The recurring story in Almanac is that of the Apache warrior Geronimo who comes to assume mythical dimensions as the narrative progresses. The story of the historical figure Geronimo is related in the beginning by Sterling, who describes himself as modestly educated through magazines and whose version of Geronimo comes from the Police Gazette. Thus, Sterling's version represents the dominant discourse that has labeled Geronimo as an outlaw and a criminal. Geronimo, a ferocious Apache warrior and a medicine man who, according to some accounts, engaged in frequent raids of white settlements of the southwest. He is captured several times and sent to prison, but he manages to escape. Eventually, Geronimo is led to surrender at the Skeleton Canyon in 1896 on the condition that his people will be allowed to live peacefully in the White Mountains, but none of the promises are kept by the U.S. Government. Instead Geronimo is sent off to a prison in Oklahoma where he spends his last days and occasionally serves as a tourist attraction.

Zeta and Lecha's grandmother Yoeme reverses the dominant discourse in that in her story Geronimo never surrenders at the Skeleton Canyon, instead he goes off into the mountains and continues to work for his people She associates him with the gull, the ocean, the sunset, the waves. Yoeme's story of Geronimo becomes the first English entry in the blank pages of the old notebook in Spanish which is the key to understanding the almanac that Yoeme has handed down to her twin granddaughters, and hence, could also be looked upon as a key to understanding Silko's Almanac.
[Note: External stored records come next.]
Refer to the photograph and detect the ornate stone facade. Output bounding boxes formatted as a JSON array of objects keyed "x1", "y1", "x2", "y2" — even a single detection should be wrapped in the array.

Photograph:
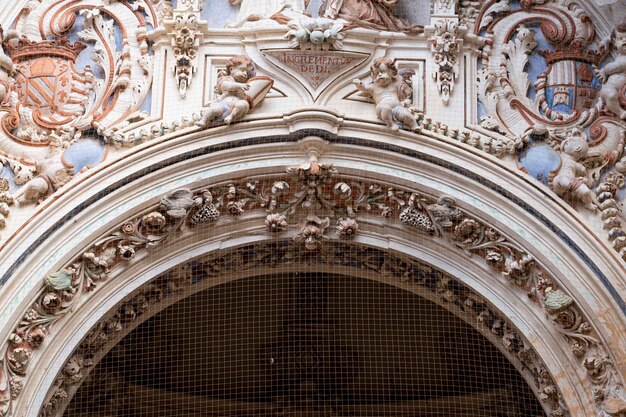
[{"x1": 0, "y1": 0, "x2": 626, "y2": 417}]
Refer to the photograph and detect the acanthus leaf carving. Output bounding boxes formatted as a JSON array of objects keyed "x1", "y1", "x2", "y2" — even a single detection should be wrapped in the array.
[
  {"x1": 0, "y1": 0, "x2": 155, "y2": 210},
  {"x1": 472, "y1": 0, "x2": 626, "y2": 255},
  {"x1": 163, "y1": 1, "x2": 208, "y2": 99},
  {"x1": 427, "y1": 19, "x2": 467, "y2": 104},
  {"x1": 0, "y1": 158, "x2": 624, "y2": 416}
]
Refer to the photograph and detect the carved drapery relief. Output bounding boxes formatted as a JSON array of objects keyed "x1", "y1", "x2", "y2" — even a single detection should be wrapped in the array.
[
  {"x1": 0, "y1": 154, "x2": 625, "y2": 416},
  {"x1": 324, "y1": 0, "x2": 423, "y2": 34}
]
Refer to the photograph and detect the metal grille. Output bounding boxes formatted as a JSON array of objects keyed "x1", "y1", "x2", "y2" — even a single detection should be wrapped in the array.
[{"x1": 65, "y1": 272, "x2": 544, "y2": 417}]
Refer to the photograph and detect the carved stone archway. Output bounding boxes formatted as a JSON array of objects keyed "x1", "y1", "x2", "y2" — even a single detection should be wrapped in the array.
[
  {"x1": 41, "y1": 239, "x2": 568, "y2": 416},
  {"x1": 0, "y1": 132, "x2": 620, "y2": 415}
]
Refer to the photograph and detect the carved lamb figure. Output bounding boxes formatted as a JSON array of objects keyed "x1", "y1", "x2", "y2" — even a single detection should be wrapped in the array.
[
  {"x1": 196, "y1": 55, "x2": 274, "y2": 127},
  {"x1": 597, "y1": 18, "x2": 626, "y2": 120},
  {"x1": 550, "y1": 128, "x2": 597, "y2": 210},
  {"x1": 352, "y1": 58, "x2": 418, "y2": 131}
]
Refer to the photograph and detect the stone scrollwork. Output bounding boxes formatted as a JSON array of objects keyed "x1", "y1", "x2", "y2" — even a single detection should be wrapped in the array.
[
  {"x1": 0, "y1": 154, "x2": 626, "y2": 416},
  {"x1": 430, "y1": 19, "x2": 460, "y2": 104},
  {"x1": 596, "y1": 17, "x2": 626, "y2": 120},
  {"x1": 472, "y1": 0, "x2": 626, "y2": 259},
  {"x1": 163, "y1": 1, "x2": 208, "y2": 98},
  {"x1": 0, "y1": 0, "x2": 161, "y2": 208}
]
Calabazaz's version of the Geronimo legend that he hears from his aunts and uncles in the mountains continues the above thread and displaces the legend even further so that it includes other warriors and ancestral spirits. Thus, Geronimo comes to be associated with the warrior spirit that fought for his people and his lands against all odds and appeared whenever there was injustice caused by oppressive power structures. In fact Calabazaz himself is associated with Geronimo.
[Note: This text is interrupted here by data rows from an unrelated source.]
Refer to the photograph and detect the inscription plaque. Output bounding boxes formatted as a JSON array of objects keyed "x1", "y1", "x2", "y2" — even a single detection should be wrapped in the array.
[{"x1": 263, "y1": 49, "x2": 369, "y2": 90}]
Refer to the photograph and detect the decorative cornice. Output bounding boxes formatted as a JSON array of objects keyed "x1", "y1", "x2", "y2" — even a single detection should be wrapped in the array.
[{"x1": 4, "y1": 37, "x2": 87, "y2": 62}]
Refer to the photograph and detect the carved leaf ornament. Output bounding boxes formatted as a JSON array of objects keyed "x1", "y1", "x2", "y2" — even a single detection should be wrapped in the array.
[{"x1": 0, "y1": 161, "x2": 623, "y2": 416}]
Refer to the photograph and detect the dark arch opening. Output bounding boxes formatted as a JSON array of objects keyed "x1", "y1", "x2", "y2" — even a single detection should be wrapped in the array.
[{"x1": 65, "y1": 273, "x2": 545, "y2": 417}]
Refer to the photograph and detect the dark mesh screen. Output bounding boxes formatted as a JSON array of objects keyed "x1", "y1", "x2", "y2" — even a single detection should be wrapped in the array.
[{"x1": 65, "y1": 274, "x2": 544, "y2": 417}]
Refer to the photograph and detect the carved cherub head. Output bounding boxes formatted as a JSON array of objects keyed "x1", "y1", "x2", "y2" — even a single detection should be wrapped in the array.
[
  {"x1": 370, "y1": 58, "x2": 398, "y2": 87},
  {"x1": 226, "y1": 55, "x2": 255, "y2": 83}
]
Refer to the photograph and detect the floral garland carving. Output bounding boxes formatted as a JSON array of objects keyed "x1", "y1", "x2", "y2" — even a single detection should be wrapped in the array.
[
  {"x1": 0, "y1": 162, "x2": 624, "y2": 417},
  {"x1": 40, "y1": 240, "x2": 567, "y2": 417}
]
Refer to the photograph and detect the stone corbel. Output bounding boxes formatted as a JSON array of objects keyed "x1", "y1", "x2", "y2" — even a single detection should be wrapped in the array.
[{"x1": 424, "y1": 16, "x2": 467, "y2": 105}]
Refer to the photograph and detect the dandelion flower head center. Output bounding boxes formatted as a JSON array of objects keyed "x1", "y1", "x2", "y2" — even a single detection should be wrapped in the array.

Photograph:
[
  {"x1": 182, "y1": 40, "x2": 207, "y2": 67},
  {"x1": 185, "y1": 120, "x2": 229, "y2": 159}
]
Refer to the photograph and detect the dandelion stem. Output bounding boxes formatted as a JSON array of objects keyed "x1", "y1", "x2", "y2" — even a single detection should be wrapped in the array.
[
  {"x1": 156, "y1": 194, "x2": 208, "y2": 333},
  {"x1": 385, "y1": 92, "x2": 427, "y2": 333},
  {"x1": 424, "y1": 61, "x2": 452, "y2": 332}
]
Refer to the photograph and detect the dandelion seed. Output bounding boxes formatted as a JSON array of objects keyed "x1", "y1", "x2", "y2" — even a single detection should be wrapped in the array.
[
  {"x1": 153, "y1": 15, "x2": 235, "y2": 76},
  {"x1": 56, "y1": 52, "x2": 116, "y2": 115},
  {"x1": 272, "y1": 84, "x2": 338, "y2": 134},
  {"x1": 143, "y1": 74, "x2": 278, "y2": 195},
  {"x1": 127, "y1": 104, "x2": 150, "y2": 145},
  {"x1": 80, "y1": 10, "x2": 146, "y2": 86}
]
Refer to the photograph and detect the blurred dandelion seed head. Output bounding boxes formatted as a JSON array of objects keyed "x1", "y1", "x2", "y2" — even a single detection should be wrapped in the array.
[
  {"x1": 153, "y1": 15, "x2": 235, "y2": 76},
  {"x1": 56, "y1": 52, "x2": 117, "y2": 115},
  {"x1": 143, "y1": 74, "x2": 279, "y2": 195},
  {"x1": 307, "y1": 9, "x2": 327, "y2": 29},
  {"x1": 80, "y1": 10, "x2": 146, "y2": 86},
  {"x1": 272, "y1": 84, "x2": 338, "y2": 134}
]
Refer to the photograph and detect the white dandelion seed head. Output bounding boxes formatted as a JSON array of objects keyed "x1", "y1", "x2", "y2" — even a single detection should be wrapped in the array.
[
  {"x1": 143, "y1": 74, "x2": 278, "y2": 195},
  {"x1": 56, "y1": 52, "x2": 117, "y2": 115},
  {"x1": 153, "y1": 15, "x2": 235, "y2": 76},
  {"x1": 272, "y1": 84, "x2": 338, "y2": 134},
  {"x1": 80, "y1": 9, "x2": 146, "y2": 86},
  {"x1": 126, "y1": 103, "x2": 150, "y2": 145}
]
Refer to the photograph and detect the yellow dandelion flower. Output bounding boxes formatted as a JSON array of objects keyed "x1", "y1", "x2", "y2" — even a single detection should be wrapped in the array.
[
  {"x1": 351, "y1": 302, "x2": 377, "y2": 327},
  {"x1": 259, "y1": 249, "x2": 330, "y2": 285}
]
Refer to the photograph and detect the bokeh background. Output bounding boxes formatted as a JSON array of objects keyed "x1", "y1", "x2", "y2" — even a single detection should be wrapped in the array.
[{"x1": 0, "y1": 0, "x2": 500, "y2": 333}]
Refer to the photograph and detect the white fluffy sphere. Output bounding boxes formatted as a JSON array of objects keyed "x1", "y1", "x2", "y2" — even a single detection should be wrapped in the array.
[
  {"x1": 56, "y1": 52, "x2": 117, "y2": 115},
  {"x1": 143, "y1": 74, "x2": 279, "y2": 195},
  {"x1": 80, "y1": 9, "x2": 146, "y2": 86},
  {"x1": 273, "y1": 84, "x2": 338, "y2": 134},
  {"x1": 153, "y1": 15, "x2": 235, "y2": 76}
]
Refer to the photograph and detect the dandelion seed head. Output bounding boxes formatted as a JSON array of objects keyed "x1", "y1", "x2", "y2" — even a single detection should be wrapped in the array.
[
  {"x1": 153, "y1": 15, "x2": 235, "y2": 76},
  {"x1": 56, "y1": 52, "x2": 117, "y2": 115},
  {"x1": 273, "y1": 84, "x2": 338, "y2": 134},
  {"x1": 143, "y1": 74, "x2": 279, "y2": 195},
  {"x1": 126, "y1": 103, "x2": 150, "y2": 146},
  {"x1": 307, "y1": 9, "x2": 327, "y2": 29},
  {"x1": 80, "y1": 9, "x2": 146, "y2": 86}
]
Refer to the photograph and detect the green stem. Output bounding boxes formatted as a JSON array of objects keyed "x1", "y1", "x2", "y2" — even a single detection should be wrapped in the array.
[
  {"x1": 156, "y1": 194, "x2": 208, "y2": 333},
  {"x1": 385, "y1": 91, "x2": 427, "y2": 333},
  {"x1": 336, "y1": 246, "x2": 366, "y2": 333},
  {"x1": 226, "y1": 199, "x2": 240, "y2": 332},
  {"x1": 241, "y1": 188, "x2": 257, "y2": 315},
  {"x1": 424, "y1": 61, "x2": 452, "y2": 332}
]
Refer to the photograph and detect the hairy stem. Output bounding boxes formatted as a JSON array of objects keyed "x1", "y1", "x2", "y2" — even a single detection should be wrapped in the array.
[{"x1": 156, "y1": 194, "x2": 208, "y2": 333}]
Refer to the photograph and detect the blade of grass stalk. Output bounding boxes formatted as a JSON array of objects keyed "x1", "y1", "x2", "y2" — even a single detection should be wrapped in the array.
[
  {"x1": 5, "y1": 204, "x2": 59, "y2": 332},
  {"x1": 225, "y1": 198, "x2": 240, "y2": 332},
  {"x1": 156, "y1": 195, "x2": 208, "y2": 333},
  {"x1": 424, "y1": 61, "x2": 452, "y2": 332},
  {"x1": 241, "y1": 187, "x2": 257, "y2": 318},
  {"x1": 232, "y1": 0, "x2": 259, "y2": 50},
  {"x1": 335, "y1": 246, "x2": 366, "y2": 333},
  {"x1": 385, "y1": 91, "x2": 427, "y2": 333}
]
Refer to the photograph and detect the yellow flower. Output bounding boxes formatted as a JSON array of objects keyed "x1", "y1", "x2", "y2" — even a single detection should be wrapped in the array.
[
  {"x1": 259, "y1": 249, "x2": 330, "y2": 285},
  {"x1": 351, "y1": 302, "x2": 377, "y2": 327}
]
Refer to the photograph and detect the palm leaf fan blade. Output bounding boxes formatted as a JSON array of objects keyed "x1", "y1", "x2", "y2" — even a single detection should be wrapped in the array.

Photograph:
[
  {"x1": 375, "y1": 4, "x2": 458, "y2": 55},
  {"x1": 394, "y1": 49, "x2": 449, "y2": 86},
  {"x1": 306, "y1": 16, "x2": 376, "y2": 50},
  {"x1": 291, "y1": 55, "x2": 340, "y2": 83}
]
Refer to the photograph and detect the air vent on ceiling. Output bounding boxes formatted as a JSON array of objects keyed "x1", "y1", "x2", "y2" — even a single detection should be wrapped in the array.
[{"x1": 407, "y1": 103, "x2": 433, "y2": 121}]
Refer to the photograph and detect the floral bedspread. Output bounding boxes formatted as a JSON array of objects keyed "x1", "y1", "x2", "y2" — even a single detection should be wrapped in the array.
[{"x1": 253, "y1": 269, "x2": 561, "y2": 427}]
What is the significance of the Geronimo legend in the context of the whole text? He appears and reappears in so many guises-an historical figure, a legendary warrior, a medicine man, an ancestral spirit. The historical Geronimo was forced to engage in activities to save his homelands, activities which were deemed as criminal by the U.S. government, but as acts of justice by his own people. By repeated use of this figure as the narrative evolves, Silko subversively exposes the legal discourse as the discourse of the winners which labels the activities of the losers as crimes committed against the winners. Thus, she exposes the arbitrary foundation of the dominant legal discourse, exposing its existence in the service of the privileged of the society. Again, it is in the play of different versions against one another that the subversive meaning emerges.